Using a rain barrel is a great way to conserve water and keep your garden watered for free. 

 It saves one of our most important resources and making a rain barrel is really not that difficult.  With just a couple of simple steps you can make your own.

You will need

 a plastic barrel

 a drill, a hole bit (the size of your spigot)

 2 spigots

 a short length of flexible downspout

 2 hoses

pvc glue

and a jigsaw.

First you need to find a plastic barrel.  (We were lucky enough to be given a large plastic barrel that is used to store milk on a farm.)

Drill a hole about 6 inches from the bottom, (bring your spigots to the hardware store and find a drill bit to match the size of it)

Insert the spigot and seal it with PVC glue.

We also suggest installing a second spigot about 6 inches from the top – that way any overflow can go into a hose directed away from the house. Rain barrels fill up surprisingly fast.

If you like, put a coat or two of paint on your barrel (suitable for plastic).  Choose a color that makes it blend in well to your background.  Then you will hardly notice it while it works for you.

After you select the site for your rain barrel, cut your house downspout  about two to three feet higher than the height of the rainbarrel.     (plus the hight of the cinderblocks.)

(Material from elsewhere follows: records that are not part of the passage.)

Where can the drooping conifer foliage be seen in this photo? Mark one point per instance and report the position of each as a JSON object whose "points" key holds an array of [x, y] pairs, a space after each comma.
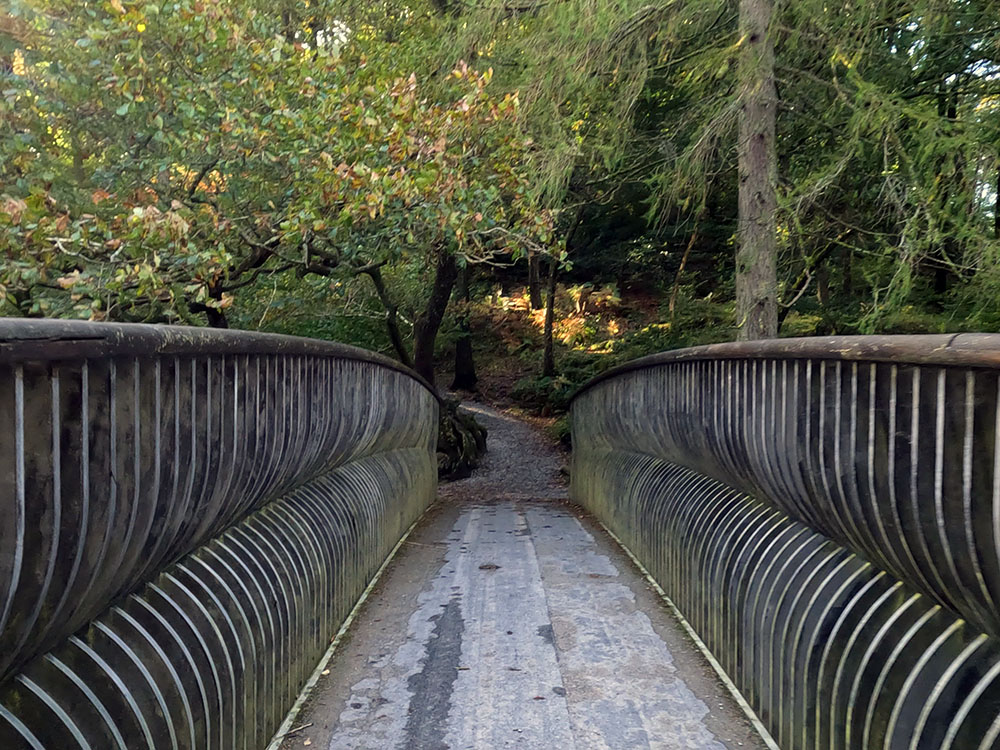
{"points": [[205, 161]]}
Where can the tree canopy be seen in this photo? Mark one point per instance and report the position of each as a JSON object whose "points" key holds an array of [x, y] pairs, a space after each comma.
{"points": [[183, 161]]}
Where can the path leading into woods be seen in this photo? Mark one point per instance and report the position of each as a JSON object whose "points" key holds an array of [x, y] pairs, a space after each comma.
{"points": [[510, 620]]}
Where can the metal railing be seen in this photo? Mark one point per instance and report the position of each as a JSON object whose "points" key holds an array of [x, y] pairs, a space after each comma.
{"points": [[186, 517], [826, 515]]}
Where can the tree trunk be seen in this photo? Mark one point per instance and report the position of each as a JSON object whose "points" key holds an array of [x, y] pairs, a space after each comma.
{"points": [[548, 353], [465, 366], [534, 282], [756, 259], [823, 286], [426, 326], [391, 316], [672, 305]]}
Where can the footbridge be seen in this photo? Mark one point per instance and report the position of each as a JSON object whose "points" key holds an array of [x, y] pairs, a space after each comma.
{"points": [[212, 539]]}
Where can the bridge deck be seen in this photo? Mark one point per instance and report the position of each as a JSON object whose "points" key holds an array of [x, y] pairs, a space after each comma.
{"points": [[511, 621]]}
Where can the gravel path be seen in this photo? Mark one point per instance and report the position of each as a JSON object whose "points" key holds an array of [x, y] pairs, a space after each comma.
{"points": [[510, 620], [519, 463]]}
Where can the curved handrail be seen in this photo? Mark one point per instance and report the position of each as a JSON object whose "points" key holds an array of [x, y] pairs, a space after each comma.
{"points": [[45, 339], [826, 514], [124, 447], [957, 349]]}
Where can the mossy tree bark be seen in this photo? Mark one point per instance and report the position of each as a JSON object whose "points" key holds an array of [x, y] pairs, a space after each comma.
{"points": [[756, 259], [425, 327]]}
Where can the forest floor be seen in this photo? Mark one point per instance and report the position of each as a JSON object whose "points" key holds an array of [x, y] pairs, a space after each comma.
{"points": [[510, 619]]}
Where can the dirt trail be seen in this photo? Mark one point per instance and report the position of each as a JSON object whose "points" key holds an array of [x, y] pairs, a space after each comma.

Cut a hole in the top of the rain barrel that fits the flexible downspout.

 (*You could of course place your house downspout straight into the rain barrel if you can fit it in without being flexed a bit)

Place the rain barrel on top of a couple of cinder blocks to enhance the power of gravity for hose pressure.

 Insert the flexible downspout into the barrel and then fit the flexible downspout onto your  house downspout.

Next connect your hoses.  (We chose to put a soaker hose on the bottom spigot  so it automatically waters an area under our pine trees that is often untouched by rain.  We also added a regular hose to the top of the rain barrel spigot that will direct any water that overfills the barrel to another location that hardly gets any water.)  Or you can choose to let it fill up and use the water when you need it with a watering can or attaching a regular hose when you need it.

Now sit back and get ready to collect that free run off water that usually ends up washing away down the sewer.

This is really an easy project but if you are not a do it yourself type of person, there are many rain barrels on the market that aren’t very expensive and you can set up easily.

“Some people walk in the rain, others just get wet.”  ~Roger Miller

6 Comments

  1. Great job on the rain barrel. I went to a class offered by my Cooperative Extension on rain barrels. They also mentioned adding mosquito control. If you use a couple layers of household screen or you can add chemicals to make sure they don’t breed.

  2. That is a great suggestion Spencer. Thanks for adding it.

  3. This is definitely very useful, and what i need in my area in the province, but we can’t find barrel tanks here that the top is still intact. They cut it around to fully clean the inside before selling. They are 2nd hand containers. And by the way, what do you mean by soaker hose?

  4. Wow, the one you made is great! I have the ones like the dark brown one you show that we purchased. I would have loved to make one though!

  5. Andrea, I have heard that it is sometimes hard to find one. Mine was from a farm. They stored milk in it. The hose is a soaker hose which is made of a porous material that lets the water soak through it into the ground as opposed to a regular hose. That way it can water along it’s entire length. Here is a link to the one sold at Garden Shoes Online http://www.gardenshoesonline.com/rbsoak50/Good-Ideas-Rain-Barrel-Soaker-Hose.htm.

  6. Meems, I have both kind. I have to say that having rainbarrels has been a great way to water less and save on using water. Plus I think it’s better for the plants as well. My goal is to have one on every downspout we have.